Nevermind the haterz, Opera Chic loves Julian Schnabel (and hopes he will one day direct opera -- this will be one of OC's first commissions as Sovrintendente of la Scala one day) and she loves his hawt wife and hawt spawn and wonderful films. And the paintings aren't too shabby either (not as hawt as his wife,though).
He spent a day with Placidone, our fave senior citizen baritone (successfully posing as a tenor).
On Thursday Mr.
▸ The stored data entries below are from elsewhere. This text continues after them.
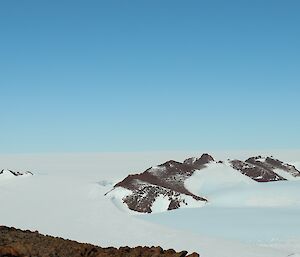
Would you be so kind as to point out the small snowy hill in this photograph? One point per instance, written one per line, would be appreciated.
(174, 185)
(162, 187)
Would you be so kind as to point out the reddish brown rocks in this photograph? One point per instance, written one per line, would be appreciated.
(18, 243)
(165, 180)
(263, 169)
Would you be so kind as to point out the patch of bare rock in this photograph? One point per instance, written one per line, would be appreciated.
(18, 243)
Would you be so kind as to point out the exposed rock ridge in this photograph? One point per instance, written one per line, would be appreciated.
(166, 180)
(15, 173)
(18, 243)
(263, 169)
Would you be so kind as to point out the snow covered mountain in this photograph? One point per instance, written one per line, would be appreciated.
(164, 187)
(241, 217)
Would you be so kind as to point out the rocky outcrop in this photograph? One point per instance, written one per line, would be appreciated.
(15, 173)
(18, 243)
(163, 181)
(263, 169)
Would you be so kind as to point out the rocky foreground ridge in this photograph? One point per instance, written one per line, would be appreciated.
(165, 183)
(18, 243)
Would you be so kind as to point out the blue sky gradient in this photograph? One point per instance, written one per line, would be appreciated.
(86, 76)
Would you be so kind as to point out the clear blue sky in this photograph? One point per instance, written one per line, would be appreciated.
(85, 76)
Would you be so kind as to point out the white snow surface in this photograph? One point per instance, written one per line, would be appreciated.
(65, 198)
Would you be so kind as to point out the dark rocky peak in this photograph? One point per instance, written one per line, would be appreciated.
(199, 162)
(263, 169)
(165, 180)
(15, 173)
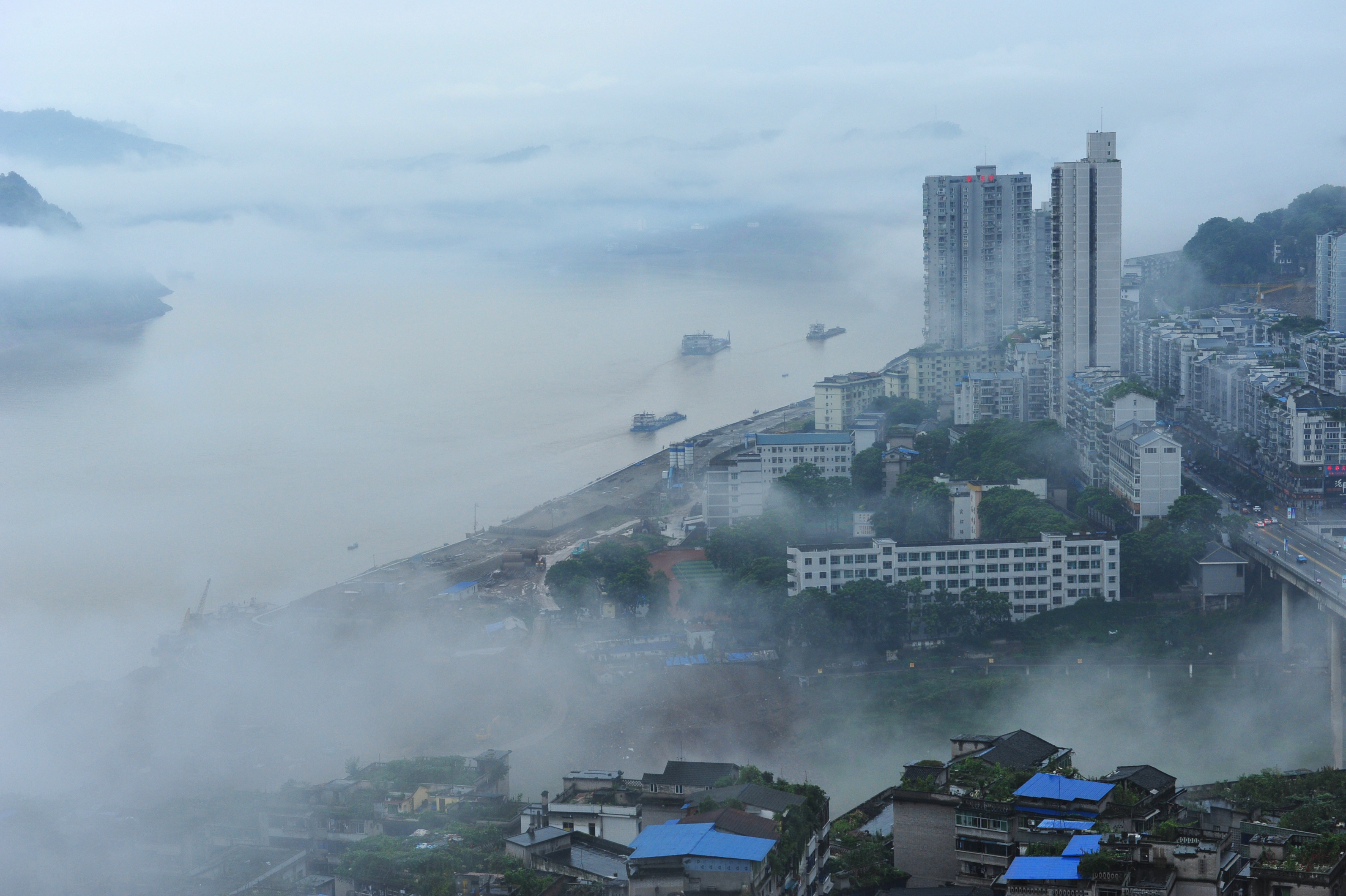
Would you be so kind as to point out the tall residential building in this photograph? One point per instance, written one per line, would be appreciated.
(1087, 263)
(839, 400)
(1332, 279)
(978, 256)
(1042, 262)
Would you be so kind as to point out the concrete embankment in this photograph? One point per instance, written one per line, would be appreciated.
(635, 492)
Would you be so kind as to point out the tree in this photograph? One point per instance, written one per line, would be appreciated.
(730, 548)
(1198, 509)
(867, 473)
(1015, 514)
(813, 496)
(620, 571)
(916, 511)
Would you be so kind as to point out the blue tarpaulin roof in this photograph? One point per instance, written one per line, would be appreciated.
(1081, 844)
(1034, 810)
(1044, 868)
(1044, 786)
(1061, 824)
(686, 661)
(698, 840)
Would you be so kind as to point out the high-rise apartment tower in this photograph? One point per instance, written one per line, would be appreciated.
(1085, 264)
(1332, 279)
(1042, 262)
(978, 256)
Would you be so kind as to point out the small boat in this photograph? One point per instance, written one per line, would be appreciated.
(649, 423)
(703, 344)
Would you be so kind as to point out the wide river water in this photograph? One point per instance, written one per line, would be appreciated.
(279, 415)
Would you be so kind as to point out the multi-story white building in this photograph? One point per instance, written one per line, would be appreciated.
(978, 256)
(1087, 264)
(990, 396)
(839, 400)
(831, 453)
(1144, 467)
(1330, 271)
(1096, 403)
(930, 373)
(734, 490)
(1033, 362)
(1042, 262)
(1041, 575)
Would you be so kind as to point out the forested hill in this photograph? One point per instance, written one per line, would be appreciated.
(23, 206)
(1243, 251)
(57, 138)
(1275, 248)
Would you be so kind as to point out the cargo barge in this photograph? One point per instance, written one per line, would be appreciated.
(649, 423)
(703, 344)
(818, 333)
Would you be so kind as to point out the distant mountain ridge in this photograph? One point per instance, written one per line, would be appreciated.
(23, 206)
(58, 138)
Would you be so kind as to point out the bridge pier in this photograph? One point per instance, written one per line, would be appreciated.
(1336, 672)
(1285, 618)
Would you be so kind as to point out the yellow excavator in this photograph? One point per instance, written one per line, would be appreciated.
(1270, 288)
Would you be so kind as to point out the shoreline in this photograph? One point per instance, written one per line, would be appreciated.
(625, 493)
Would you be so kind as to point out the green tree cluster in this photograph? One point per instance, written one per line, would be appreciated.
(395, 863)
(620, 571)
(815, 500)
(1157, 559)
(1314, 802)
(1242, 251)
(1103, 501)
(1018, 514)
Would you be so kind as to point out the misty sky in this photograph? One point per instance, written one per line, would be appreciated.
(1220, 108)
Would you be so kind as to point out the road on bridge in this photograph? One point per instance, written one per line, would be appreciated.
(1325, 560)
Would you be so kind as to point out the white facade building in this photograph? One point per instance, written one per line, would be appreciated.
(734, 490)
(839, 400)
(1144, 469)
(978, 256)
(966, 498)
(1087, 263)
(1330, 270)
(1041, 575)
(988, 396)
(832, 453)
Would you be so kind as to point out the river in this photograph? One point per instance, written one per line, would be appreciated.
(303, 397)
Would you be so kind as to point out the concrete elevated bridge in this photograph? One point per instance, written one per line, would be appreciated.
(1321, 576)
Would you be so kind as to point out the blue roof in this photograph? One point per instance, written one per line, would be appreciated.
(1044, 786)
(1044, 868)
(1081, 844)
(802, 438)
(1061, 824)
(668, 840)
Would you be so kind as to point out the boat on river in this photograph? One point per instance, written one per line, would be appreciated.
(649, 423)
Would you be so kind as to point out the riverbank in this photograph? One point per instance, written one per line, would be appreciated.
(635, 492)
Schnabel painted Peddrick Sheffer, a truck driver
from York, Pa., who had won a Schnabel portrait as part of the
MasterCard “priceless” campaign. (Or not quite priceless: the contest
rules estimated the value of the painting at $350,000.) He played some Willie Nelson tunes to put Mr. Sheffer at ease and also tried to talk him into voting for Barack Obama. “I told him, ‘If you like my work, trust me on this,’ ” Mr. Schnabel said.
On Friday, using a giant, dolly-mounted Polaroid camera from the ’70s, Mr. Schnabel took the B-list actor Mickey Rourke’s photograph for a forthcoming Village Voice article about his new film, “The Wrestler.” And then he painted Plácido Domingo.
That portrait was commissioned by the Metropolitan Opera
to commemorate the anniversary of that tenor’s Met debut, and is to be
unveiled at a gala there on Sept. 28, 40 years to the day after Mr.
Domingo, then 27, stepped in for an ailing Franco Corelli and sang the
role of Maurizio in “Adriana Lecouvreur.”
Coming soon: Placidone's statue. Riding a horse.